Técnicos de diagnóstico em greve contra fim de negociações

Os técnicos superiores de diagnóstico e terapêutica iniciaram às 00:00 de hoje uma greve em protesto contra o “encerramento unilateral” do processo negocial da carreira e a aprovação do regime remuneratório sem acordo dos sindicatos.

Técnicos de diagnóstico em greve contra fim de negociações

Técnicos de diagnóstico em greve contra fim de negociações

Os técnicos superiores de diagnóstico e terapêutica iniciaram às 00:00 de hoje uma greve em protesto contra o “encerramento unilateral” do processo negocial da carreira e a aprovação do regime remuneratório sem acordo dos sindicatos.

Além da greve, de 24 horas, convocada pelo Sindicato Nacional dos Técnicos Superiores de Diagnóstico e Terapêutica, os profissionais da saúde vão concentrar-se às 14:00 em frente à Presidência da República, de onde seguirão em desfile até à Assembleia da República, onde está agendada uma manifestação para as 16:00.

No protesto, os trabalhadores pretendem mostrar o seu descontentamento ao Governo e “sensibilizar os partidos” para que “passem das palavras aos atos e cumpram as promessas que têm feito”, refere o sindicato.

Pretendem ainda, “de alguma forma, responsabilizar o senhor Presidente da República, porque promulgou o decreto-lei, apesar dos sucessivos pedidos de reunião dos sindicatos e de grupos de profissionais”, disse à agência Lusa o vice-presidente do sindicato, Fernando Zorro.

Sobre os motivos da greve, o dirigente sindical disse que se prendem com o encerramento, por parte do Governo, das negociações da revisão de carreira de “forma unilateral”, após uma “longa negociação”, e ter publicado o decreto-lei que regulamenta a carreira dos técnicos superiores de diagnóstico e terapêutica sem acordo com os sindicatos.

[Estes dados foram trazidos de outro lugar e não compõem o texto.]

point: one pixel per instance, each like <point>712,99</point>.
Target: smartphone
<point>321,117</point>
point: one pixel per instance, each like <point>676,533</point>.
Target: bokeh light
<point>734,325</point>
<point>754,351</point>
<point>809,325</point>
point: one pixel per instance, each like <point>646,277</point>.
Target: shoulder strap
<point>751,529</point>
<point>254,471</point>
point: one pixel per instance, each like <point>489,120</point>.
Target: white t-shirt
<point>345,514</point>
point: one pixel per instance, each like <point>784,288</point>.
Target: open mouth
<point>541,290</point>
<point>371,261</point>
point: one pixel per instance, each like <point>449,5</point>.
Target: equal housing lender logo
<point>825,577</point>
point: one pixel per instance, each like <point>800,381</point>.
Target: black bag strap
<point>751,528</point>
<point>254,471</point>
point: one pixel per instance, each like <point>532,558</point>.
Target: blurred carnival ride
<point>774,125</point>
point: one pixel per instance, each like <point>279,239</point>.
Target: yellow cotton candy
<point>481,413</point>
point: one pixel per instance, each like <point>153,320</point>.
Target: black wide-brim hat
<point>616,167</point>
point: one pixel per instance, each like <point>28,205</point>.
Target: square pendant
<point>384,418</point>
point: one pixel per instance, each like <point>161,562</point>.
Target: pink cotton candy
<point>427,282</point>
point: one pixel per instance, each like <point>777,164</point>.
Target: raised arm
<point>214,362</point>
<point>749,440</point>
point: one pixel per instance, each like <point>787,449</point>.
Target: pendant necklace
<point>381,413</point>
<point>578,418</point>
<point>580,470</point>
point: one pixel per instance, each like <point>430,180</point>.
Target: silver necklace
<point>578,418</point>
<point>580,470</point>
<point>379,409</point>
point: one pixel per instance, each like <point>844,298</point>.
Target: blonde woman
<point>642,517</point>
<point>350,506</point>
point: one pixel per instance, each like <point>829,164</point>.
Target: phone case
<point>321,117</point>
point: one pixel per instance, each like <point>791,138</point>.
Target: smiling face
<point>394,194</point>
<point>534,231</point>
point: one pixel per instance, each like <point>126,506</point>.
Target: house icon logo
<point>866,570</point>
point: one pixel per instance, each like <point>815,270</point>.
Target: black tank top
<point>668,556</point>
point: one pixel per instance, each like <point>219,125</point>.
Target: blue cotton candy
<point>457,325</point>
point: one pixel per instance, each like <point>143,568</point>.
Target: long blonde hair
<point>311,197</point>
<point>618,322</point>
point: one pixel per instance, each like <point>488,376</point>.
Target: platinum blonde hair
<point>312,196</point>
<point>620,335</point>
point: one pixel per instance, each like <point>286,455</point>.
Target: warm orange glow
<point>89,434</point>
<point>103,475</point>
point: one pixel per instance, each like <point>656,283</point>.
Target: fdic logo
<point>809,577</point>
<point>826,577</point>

Segundo Fernando Zorro, o decreto-lei, já promulgado pelo Presidente da República, “prejudica os trabalhadores que se encontram neste momento a trabalhar há 10, 15, 20 e alguns até há 30 anos”.

“Um trabalhador que exerça a sua atividade há 20 anos vai ganhar exatamente o mesmo que um profissional que entrou no dia 01 de fevereiro”, disse o dirigente sindical.

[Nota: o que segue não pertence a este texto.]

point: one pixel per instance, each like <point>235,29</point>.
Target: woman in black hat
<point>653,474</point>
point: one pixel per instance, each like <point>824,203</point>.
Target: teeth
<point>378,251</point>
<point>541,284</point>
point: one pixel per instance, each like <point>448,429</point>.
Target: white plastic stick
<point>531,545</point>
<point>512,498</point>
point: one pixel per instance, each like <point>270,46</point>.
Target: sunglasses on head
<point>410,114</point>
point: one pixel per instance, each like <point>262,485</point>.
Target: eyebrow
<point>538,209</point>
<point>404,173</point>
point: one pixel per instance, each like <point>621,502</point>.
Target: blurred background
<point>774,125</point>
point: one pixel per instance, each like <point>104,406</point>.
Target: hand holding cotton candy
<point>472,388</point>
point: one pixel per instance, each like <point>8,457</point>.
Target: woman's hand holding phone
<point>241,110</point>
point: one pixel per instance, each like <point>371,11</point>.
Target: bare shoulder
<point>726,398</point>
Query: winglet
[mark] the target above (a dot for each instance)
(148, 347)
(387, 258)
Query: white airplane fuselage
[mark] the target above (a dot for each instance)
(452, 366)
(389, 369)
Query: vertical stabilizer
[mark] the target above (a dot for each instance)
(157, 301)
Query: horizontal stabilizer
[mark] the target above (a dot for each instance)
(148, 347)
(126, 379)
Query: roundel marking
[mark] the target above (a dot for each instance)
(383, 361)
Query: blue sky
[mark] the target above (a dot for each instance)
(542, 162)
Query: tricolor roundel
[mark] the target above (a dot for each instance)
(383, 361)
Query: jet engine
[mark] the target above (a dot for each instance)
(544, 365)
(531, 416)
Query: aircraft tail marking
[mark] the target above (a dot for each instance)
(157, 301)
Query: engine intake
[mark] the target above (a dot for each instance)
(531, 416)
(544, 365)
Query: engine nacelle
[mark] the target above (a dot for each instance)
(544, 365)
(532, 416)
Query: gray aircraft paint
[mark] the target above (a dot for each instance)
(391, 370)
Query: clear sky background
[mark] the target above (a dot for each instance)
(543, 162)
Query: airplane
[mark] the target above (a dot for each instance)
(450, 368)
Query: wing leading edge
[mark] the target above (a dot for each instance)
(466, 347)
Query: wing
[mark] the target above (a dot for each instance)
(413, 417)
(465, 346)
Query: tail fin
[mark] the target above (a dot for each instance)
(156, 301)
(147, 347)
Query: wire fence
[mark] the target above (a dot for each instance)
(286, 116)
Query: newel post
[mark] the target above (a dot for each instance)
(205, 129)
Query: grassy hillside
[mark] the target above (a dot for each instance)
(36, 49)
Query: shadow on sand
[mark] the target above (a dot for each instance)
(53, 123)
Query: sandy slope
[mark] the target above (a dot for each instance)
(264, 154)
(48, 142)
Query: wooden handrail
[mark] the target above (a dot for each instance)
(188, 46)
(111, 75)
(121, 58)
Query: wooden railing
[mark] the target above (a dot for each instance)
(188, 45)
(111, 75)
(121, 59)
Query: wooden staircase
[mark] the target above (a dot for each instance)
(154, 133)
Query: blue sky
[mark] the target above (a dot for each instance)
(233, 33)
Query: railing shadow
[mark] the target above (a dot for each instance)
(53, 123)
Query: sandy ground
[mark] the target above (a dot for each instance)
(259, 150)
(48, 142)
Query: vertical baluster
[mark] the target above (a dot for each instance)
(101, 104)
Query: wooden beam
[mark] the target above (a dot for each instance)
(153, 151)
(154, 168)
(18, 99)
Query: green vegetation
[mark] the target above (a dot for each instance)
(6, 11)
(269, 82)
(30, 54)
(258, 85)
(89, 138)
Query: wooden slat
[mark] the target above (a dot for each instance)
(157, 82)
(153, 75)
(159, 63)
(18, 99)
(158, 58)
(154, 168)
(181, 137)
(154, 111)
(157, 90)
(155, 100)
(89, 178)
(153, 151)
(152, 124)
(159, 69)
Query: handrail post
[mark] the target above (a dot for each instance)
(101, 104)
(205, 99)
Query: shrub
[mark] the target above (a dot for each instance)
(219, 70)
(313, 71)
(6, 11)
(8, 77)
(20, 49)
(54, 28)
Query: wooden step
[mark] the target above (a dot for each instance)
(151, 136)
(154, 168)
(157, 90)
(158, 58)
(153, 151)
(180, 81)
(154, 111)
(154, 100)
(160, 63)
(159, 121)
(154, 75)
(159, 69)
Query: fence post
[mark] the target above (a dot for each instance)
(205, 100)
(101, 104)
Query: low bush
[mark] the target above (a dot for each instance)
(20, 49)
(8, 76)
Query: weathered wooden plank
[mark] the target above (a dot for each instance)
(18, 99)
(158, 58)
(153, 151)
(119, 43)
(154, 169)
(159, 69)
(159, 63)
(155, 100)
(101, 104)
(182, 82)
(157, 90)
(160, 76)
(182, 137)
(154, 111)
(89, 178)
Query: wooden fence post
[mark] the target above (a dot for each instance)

O decreto-lei faz “o apagão de todo o tempo de serviço” e faz com que 97% dos técnicos superiores de diagnóstico e terapêutica vão para a base da carreira”, independentemente do tempo de carreira, sublinhou.

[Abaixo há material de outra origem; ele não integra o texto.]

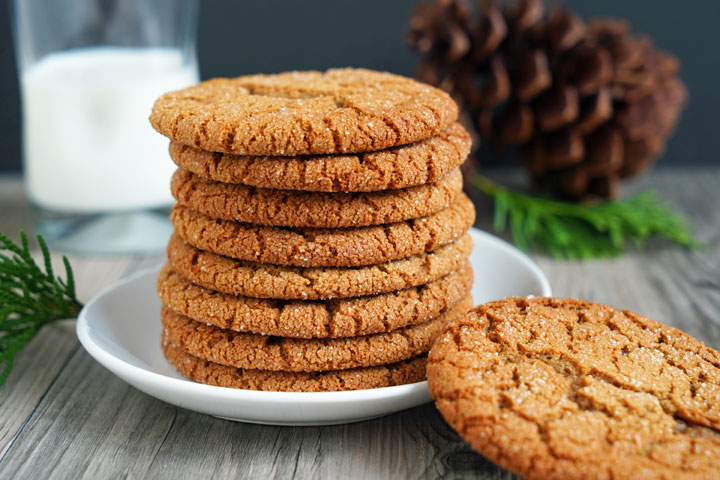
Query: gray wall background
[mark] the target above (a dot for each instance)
(250, 36)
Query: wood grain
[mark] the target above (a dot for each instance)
(63, 415)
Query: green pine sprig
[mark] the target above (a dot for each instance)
(583, 231)
(29, 297)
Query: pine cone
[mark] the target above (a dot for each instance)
(585, 104)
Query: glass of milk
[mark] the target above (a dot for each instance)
(90, 70)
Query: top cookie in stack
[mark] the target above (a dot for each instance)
(320, 231)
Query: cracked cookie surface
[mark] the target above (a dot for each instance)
(292, 208)
(298, 113)
(265, 352)
(314, 319)
(552, 388)
(336, 247)
(203, 371)
(262, 280)
(422, 162)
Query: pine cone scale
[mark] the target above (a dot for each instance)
(585, 103)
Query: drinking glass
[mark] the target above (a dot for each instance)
(95, 171)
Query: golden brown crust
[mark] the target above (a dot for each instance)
(423, 162)
(305, 319)
(552, 388)
(294, 208)
(299, 113)
(261, 280)
(336, 247)
(264, 352)
(203, 371)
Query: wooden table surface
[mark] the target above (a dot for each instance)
(62, 415)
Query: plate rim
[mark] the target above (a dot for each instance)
(106, 359)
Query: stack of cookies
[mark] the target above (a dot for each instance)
(320, 229)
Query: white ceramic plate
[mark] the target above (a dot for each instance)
(121, 329)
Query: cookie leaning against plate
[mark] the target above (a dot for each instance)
(293, 208)
(348, 317)
(300, 113)
(262, 280)
(265, 352)
(332, 247)
(203, 371)
(422, 162)
(552, 388)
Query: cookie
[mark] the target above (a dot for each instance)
(551, 388)
(292, 208)
(261, 280)
(423, 162)
(203, 371)
(307, 319)
(300, 113)
(265, 352)
(334, 247)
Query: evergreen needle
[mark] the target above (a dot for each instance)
(583, 231)
(30, 297)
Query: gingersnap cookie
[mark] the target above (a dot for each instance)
(265, 352)
(203, 371)
(422, 162)
(300, 113)
(292, 208)
(347, 317)
(552, 388)
(332, 247)
(262, 280)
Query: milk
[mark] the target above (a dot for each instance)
(88, 144)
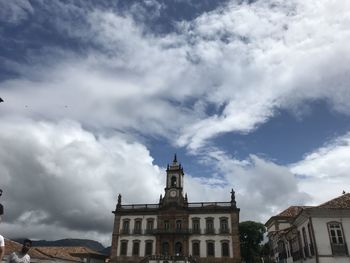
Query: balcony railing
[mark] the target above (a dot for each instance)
(224, 230)
(297, 255)
(125, 231)
(137, 232)
(170, 231)
(340, 249)
(195, 231)
(209, 231)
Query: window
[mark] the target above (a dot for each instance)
(210, 225)
(195, 225)
(165, 248)
(173, 181)
(178, 224)
(149, 226)
(149, 248)
(123, 247)
(136, 248)
(311, 245)
(178, 249)
(336, 233)
(224, 225)
(137, 227)
(225, 250)
(337, 238)
(306, 247)
(126, 224)
(210, 249)
(166, 224)
(196, 248)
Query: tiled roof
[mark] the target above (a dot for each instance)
(67, 253)
(342, 201)
(292, 211)
(12, 246)
(64, 253)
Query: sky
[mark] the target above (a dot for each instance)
(100, 95)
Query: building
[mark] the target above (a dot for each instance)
(175, 229)
(71, 254)
(312, 233)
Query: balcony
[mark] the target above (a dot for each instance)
(339, 249)
(209, 231)
(224, 231)
(137, 232)
(312, 250)
(125, 231)
(195, 231)
(297, 255)
(170, 231)
(149, 231)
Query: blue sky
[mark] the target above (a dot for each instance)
(98, 96)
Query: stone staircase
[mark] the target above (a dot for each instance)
(167, 259)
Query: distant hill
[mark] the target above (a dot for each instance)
(97, 246)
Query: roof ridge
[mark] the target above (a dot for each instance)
(337, 202)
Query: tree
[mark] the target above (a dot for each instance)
(251, 235)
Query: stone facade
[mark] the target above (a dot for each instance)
(312, 234)
(175, 229)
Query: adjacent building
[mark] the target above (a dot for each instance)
(315, 234)
(72, 254)
(175, 229)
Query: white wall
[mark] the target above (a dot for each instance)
(143, 224)
(142, 238)
(322, 235)
(142, 244)
(216, 238)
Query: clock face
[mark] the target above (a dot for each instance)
(173, 193)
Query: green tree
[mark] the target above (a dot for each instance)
(251, 235)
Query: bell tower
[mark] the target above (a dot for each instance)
(174, 185)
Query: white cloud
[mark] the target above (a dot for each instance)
(262, 187)
(63, 175)
(243, 60)
(324, 172)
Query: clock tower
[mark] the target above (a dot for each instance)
(174, 185)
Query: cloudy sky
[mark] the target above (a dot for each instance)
(99, 95)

Os trabalhadores exigem a alteração do diploma, “transições justas que contemplem” estes trabalhadores nas três categorias da carreira e que o tempo de serviço e a avaliação de desempenho anterior ao processo de transição para a carreira especial dos profissionais releve para efeitos de recrutamento para as categorias superiores e para efeitos de alteração de posição remuneratória.

Exigem ainda, entre outras reivindicações, o correto descongelamento das progressões dos técnicos, independentemente do vínculo laboral e “o fim de todas as bolsas de horas ilegalmente constituídas, sem o acordo escrito do trabalhador, com o pagamento integral como trabalho extraordinário”.

Os técnicos superiores de diagnóstico e terapêutica (TSDT) são um grupo profissional que abrange 18 profissões de saúde, como analistas clínicos, técnicos de radiologia ou fisioterapia.